Simple math: 3,500 calories = 1 pound. Adjust exercise and diet to enable you to burn 3,500 calories more than what you take in. Medical personnel will say don't lose more than 2 lbs per week. So, provided you burn 7,000 calories more than you take in per week, you'll lose that 2 lbs.
US Army physical fitness manual will tell you that your workout intensity should not exceed your Training Heart Rate (THR) to prevent injury. Here's how to calculate your THR:
THR = Training Heart Rate = (70% x HHR) + RHR
HRR = Heart Rate Reserve = MHR - RHR
MHR = Maximum Heart Rate = 220 - Your Age. (220 is a constant.)
RHR = Resting Heart Rate = Heart Beats Per Minute when body at rest.
RHR = 66 bpm when person is at rest (sitting in their lazy boy).
MHR = 220 - 45 years old = 175
HHR = 175-66 = 109 bpm
THR = (70% x 109) + 66 = 76 + 66 = 142 bpm
So, the 45 year old man with a 66 bpm heart rate at rest should work out at an intensity of 142 bpm. Anything more will only cause injury. Anything less is not less efficent/effective.

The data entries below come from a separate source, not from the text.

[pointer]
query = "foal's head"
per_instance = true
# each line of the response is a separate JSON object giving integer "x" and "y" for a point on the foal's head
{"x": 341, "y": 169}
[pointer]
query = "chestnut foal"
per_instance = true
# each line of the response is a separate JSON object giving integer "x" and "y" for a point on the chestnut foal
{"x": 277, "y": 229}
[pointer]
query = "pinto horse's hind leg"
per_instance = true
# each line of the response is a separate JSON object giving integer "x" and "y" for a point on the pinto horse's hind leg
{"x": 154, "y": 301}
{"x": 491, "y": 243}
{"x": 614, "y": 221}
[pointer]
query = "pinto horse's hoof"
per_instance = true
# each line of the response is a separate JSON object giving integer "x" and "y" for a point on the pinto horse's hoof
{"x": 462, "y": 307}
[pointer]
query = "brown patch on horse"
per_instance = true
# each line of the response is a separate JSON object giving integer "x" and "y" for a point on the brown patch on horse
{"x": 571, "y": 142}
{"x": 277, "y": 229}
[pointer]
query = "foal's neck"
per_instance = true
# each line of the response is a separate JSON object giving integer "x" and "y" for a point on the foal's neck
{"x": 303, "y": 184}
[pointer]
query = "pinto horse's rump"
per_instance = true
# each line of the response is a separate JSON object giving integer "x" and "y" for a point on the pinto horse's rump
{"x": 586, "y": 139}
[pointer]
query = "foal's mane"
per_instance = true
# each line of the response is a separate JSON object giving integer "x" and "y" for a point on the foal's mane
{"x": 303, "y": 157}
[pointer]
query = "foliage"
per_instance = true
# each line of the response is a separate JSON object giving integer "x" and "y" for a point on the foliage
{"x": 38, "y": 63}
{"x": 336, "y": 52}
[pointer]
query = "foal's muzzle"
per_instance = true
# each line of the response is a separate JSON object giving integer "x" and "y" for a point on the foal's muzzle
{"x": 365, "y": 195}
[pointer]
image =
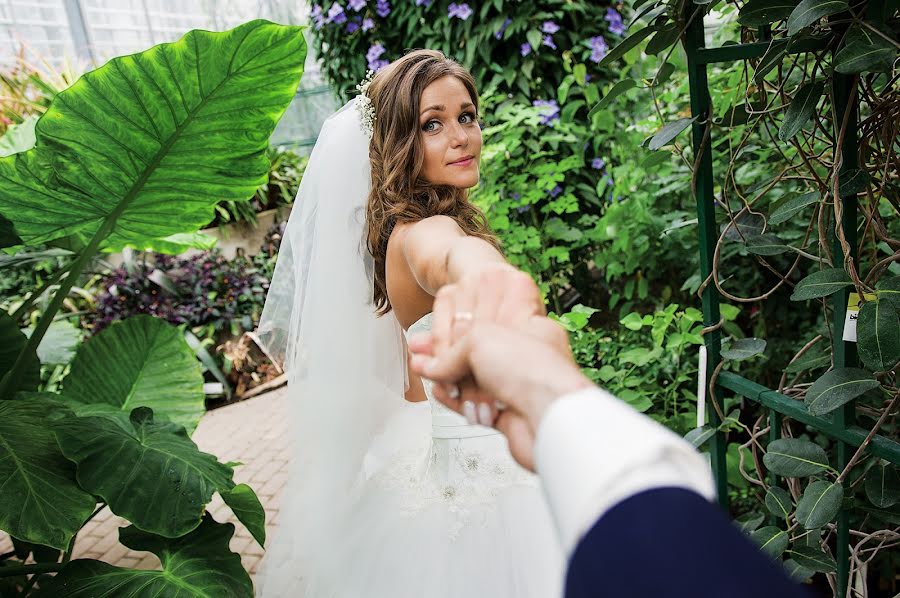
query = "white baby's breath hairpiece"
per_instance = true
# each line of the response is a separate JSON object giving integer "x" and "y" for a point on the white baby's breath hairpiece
{"x": 364, "y": 105}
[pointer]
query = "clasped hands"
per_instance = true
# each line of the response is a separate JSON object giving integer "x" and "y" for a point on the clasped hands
{"x": 494, "y": 356}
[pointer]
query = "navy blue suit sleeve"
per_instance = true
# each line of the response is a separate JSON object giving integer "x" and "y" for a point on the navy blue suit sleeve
{"x": 671, "y": 542}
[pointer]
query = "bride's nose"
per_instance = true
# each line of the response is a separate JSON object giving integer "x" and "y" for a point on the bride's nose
{"x": 458, "y": 136}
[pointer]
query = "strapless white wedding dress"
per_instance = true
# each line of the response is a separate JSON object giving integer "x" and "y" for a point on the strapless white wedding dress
{"x": 445, "y": 514}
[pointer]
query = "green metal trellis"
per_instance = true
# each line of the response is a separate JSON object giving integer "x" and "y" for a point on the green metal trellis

Now, all you gotta do is keep 142 bpm for an extended period of time regardless of the exercise. So, treadmill exercise, it doesn't matter if you're running at 9 mph for x minutes or walking 3 mph on an incline of 10 degrees carrying two 5 pound weights. All that matters for intensity is to maintain the THR throughout the exercise (example: 20 minutes).
If you have a good treadmill or a sports watch, it'll convert your BPM intensity and weight over to a more accurate count of calories burned.
Now for your goal:
40 lbs in 3 months (12 weeks) is 3.333 pounds/week. So, just to put it out there, medical personnel will tell you your goal is too aggressive right off the bat. But let's crunch the numbers anyhow.
3,500 x 3.333 = 11,667 caloric difference per week or 1,667 caloric difference per day.
So, if you're diet is 2,000 calories per day then your exercise should be 3,667 per day theoretically.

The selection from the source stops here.